There is a better way …

PAIRR is an AI feedback approach created by faculty at UC Davis. PAIRR stands for “peer and AI review and reflection.” The steps are simple: students get peer feedback; then, using an instructor-designed prompt, they get AI feedback. They review and compare the two sets of feedback, choose what to focus on, revise, and then reflect on the process.
Does this automate your feedback? No. Does it save you time? Maybe. Good peer feedback can save time because it improves the quality of the final draft, which can free us to engage with students’ ideas or provide a high-level overview of successes and next-steps. If you’re someone who tries to give both formative and summative feedback (guilty as charged), PAIRR can take the formative phase off your plate.

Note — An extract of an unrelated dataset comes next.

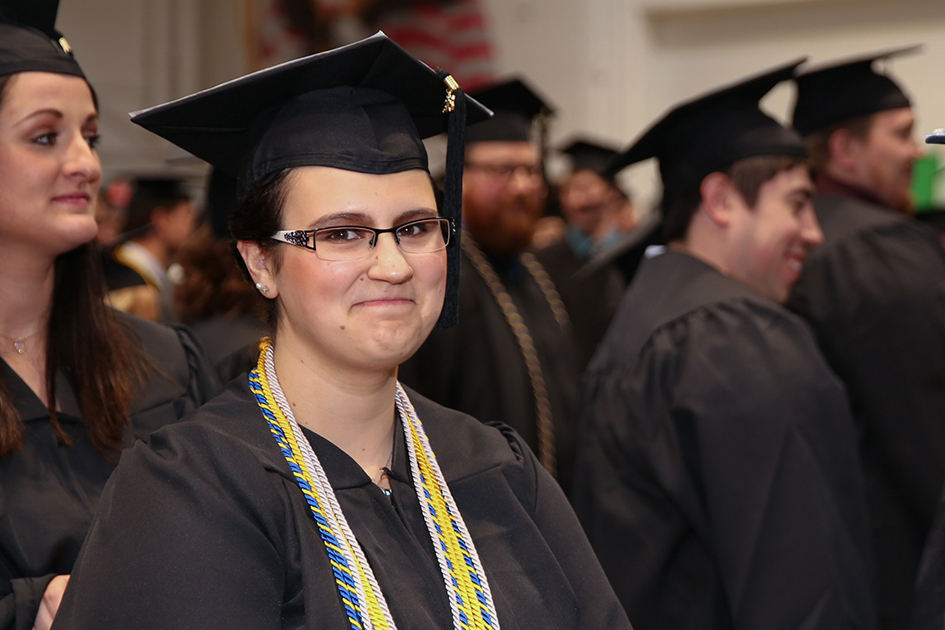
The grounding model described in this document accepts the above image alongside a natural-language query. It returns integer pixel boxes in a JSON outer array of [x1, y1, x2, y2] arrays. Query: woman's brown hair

I like PAIRR for a number of reasons. It doesn’t outsource faculty feedback. It encourages student engagement with feedback, which is what matters most when it comes to learning. It gives students agency over AI outputs, and cultivates metacognition and critical AI literacy, as students identify inaccuracies, biases, and shortcomings.
Interestingly, PAIRR student surveys show that only 6% of students preferred only the AI feedback, but a sizable chunk -- 36% -- preferred peer only without the AI.
The researchers conclude: while technology may offer support, we should pay very close attention to students’ needs for “humanity” and “real feedback.”
I’ll wrap up on that human note: it’s end-of-term crunch time and I have feedback to give. How are you all doing out there? Let me know your thoughts!